Mirages: A Real Image, or a Trick of Nature?
Mirages are a staple of desert adventure stories. Weary travels, who have gone days without food or water, think they see a vast expanse of water in the middle of the desert, and eagerly run towards it, only to find nothing but the same miles of sand. What causes this? Are they going mad, or is the earth playing some kind of cruel trick on them?
What Is A Mirage?
Mirages aren’t just in stories, though. They exist in the real world. Have you ever “seen” water on the road while driving? You may know it’s a mirage, but still wonder what causes it.
A mirage occurs when the air at one level is hotter than the air at an adjoining level. This creates a rapid shift in air density. When light passes between the different levels, the shift in density causes the light to bend, creating a mirage. This occurs, for example, on a hot summer day when the asphalt road has been under the glow of the sun all day.
Types of Mirages
There are two main types of mirages: superior and inferior.
- Inferior mirages occur when the mirage is located underneath the real object. Usually, this makes the mirage appear upside down. While they are seen on roads, inferior mirages are also likely to occur over lakes, oceans, or other bodies of water. When someone sees an inferior mirage, the image they see is usually bright and blueish. Heat haze is a type of inferior mirage. This occurs when an object is viewed through a layer of heated air, causing it to appear hazy.

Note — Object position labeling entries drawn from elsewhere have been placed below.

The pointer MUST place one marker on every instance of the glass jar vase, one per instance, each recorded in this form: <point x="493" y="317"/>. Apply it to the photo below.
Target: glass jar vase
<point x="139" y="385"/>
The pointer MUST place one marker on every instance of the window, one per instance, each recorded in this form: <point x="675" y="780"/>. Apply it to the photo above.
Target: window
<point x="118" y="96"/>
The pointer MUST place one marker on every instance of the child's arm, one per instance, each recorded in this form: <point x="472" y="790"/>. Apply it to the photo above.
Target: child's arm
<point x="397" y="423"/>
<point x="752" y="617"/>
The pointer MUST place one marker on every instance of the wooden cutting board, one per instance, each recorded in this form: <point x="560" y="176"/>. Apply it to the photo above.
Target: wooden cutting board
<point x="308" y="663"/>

- A superior mirage occurs when the air below the line of sight is colder than the air above it — this is also called a temperature inversion. This phenomenon causes the light rays to bend down, making the image appear above the real object. Superior mirages are less common than inferior mirages.
The rarest type of mirage is a Fata Morgana. A type of superior mirage, a Fata Morgana is a rapidly changing mirage. It occurs when rays of light bend as they pass through layers of air at different temperatures. To produce a Fata Morgana, the thermal inversion must cause the curvature of the light rays to be stronger than the curvature of the earth. When it occurs, it obscures the actual image of an object, and can affect many kinds of objects, including boats and coastlines. Fittingly, the name Fata Morgana comes from a powerful sorceress in Arthurian legend; these mirages are mystical and disorienting, often seeming like something straight of a magical story.